Unusual Aerial Phenomenon Over San Francisco Bay
Photograph by Christopher Fulkerson
Copyright 1999 by Christopher Fulkerson
All Rights Reserved

I have begun this Glossary as an aid to those who would like some clarification about how I use certain terms. I would be most grateful to learn whether these explanations are helpful or not; whether there are points that still need clarification; or whether there are other words I could add here.

For me, "Form" has a lot to do with dramatic shape, and a shape as it is intuitively perceived, regardless of how this shape is achieved. So my use of the word "form" is both more and less sophisticated than it is usually understood in music.

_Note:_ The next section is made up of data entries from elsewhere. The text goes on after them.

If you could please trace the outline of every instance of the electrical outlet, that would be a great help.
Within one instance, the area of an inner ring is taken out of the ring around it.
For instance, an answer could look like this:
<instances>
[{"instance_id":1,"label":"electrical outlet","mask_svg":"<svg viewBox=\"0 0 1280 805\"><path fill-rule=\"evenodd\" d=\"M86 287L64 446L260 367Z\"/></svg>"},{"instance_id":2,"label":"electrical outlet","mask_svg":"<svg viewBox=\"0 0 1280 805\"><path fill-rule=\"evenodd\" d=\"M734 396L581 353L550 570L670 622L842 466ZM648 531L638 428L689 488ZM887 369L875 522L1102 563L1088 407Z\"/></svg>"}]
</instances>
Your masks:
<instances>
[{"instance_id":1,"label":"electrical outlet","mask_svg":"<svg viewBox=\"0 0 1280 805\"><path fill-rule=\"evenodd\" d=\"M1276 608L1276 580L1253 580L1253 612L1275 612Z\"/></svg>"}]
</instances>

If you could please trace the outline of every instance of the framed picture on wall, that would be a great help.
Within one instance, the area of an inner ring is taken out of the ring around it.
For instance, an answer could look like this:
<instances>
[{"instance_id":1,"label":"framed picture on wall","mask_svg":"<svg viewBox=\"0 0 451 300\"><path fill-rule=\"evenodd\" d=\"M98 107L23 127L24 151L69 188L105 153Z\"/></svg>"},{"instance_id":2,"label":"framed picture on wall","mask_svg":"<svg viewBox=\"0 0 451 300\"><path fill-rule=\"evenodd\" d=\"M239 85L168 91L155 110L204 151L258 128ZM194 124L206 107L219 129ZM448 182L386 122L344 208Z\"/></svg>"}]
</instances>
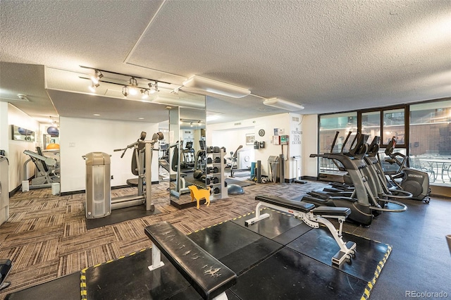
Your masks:
<instances>
[{"instance_id":1,"label":"framed picture on wall","mask_svg":"<svg viewBox=\"0 0 451 300\"><path fill-rule=\"evenodd\" d=\"M247 145L253 145L254 141L255 141L255 135L253 133L247 133L246 134L246 144Z\"/></svg>"}]
</instances>

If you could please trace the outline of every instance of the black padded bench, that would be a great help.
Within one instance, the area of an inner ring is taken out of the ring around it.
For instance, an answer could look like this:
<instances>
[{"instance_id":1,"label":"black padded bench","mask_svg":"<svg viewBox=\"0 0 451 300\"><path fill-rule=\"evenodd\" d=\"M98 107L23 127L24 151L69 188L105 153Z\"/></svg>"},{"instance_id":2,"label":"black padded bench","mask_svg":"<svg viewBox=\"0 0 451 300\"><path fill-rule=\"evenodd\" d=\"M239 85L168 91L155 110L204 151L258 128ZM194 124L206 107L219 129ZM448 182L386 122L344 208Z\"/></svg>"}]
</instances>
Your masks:
<instances>
[{"instance_id":1,"label":"black padded bench","mask_svg":"<svg viewBox=\"0 0 451 300\"><path fill-rule=\"evenodd\" d=\"M147 226L144 232L152 242L150 270L164 265L161 251L203 299L227 299L225 291L237 282L233 271L167 222Z\"/></svg>"},{"instance_id":2,"label":"black padded bench","mask_svg":"<svg viewBox=\"0 0 451 300\"><path fill-rule=\"evenodd\" d=\"M332 206L315 208L315 206L310 203L272 195L258 195L255 196L255 199L259 201L255 208L255 217L245 221L246 226L269 218L269 213L260 213L263 207L273 208L294 215L313 228L319 228L319 223L326 225L340 246L340 251L332 258L333 264L340 265L346 259L350 259L354 256L356 248L355 243L350 241L345 243L342 235L343 223L351 213L350 208ZM340 224L339 229L337 230L327 218L337 219Z\"/></svg>"}]
</instances>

Usually, "form" in music means the succession of events, and repetitions if there are any; these are usually spoken of entirely in terms of the most important parameter in music, which is pitch; and this is how I use this word when talking about music of the past. So if I am speaking about Sonata Form in tonal music you shouldn't be confused by what I say (unless Sonata Form is new to you). However, with regard to my own music, "form" is ANY shape that is perceived in a piece. The metrical plans that I often make are the "forms" of the piece the way a vase is the "form" of the fluid poured into it. Certain aspects of my music are more rigorously planned than many other composers plan. Different fluids may be poured, that is, different musical ideas may be applied in the plans, and these will change the compositional process, and hence other aspects of the "form." In my music, "timing," in the dramatic sense of the word, is very important, and is one of the more important ways I create and control the form. But since this attempted "dramatic timing" is created through planning that is rhythmic in nature, my usage of the word, when discussing my own, or ideal aspects of form, has a greater rhthmic component than it seems to have for most other composers.

I use the term "simultaneity" to mean "simultaneous occurrences of different musical ideas that are each part of their own strata of behavior and occurrence." There is A, and there is B; each has its own idea and schedule. A+B is a "simultaneity." For example, at the beginning of MOYS ICOS, there are actually two things going on, which seem related the first time you hear them, but turn out to be part of different cycles of occurrence. The brass/percussion idea is one, and the strings are the other. Look at the graphic representation of MOYS ICOS and you can see them. You can see that the cycle of occurrences appears three times, and that in each there are two lines at the beginning. The bottom one is the pattern according to which the strings appear; the second from bottom one is the pattern according to which the brass appears. The patterns provide a single overall shape, which describes a change from brass/strings to woodwinds/percussion.